Bill Watrous was born William Russell Watrous III on June 8, 1939 in Middletown, Connecticut. Introduced to the jazz trombone at an early age by his trombonist father, it was while serving in the Navy that he studied with jazz pianist and composer Herbie Nichols. His first professional performances were in Billy Butterfield’s band.

Bill’s career blossomed in the 1960s, playing and recording with many Maynard Ferguson, Woody Herman, Quincy Jones, Johnny Richards and fellow trombonist Kai Winding.

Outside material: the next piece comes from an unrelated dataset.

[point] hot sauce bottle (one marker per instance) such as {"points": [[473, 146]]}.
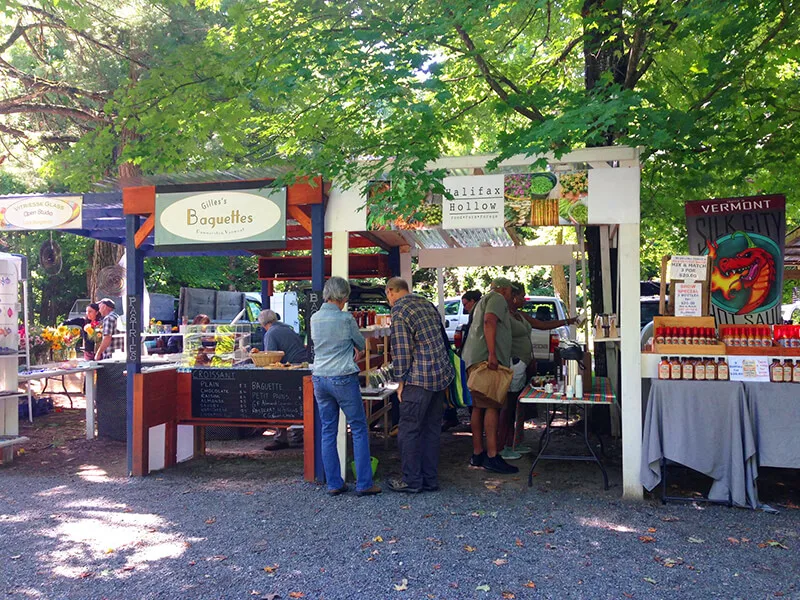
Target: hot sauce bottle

From 1965 – 68 he was a member of the house band on the Merv Griffin Show.

In the Seventies he played with the jazz-fusion group Ten Wheel Drive, formed his own band – The Manhattan Wildlife Refugee Big Band, recorded two albums for Columbia, and relocated to southern California.

He worked actively since the 1980s as a bandleader, studio musician, and performing at various jazz clubs. He is most known for his rendition of Johnny Mandel’s “A Time For Love”. Bill Watrous continued to perform and record as a solo artist, bandleader and in various small ensembles for a number of different labels until his passing on July 2, 2018 at age 79. He published an instructional manual Trombonisms and was on the faculty of the University of Southern California Thornton School of Music.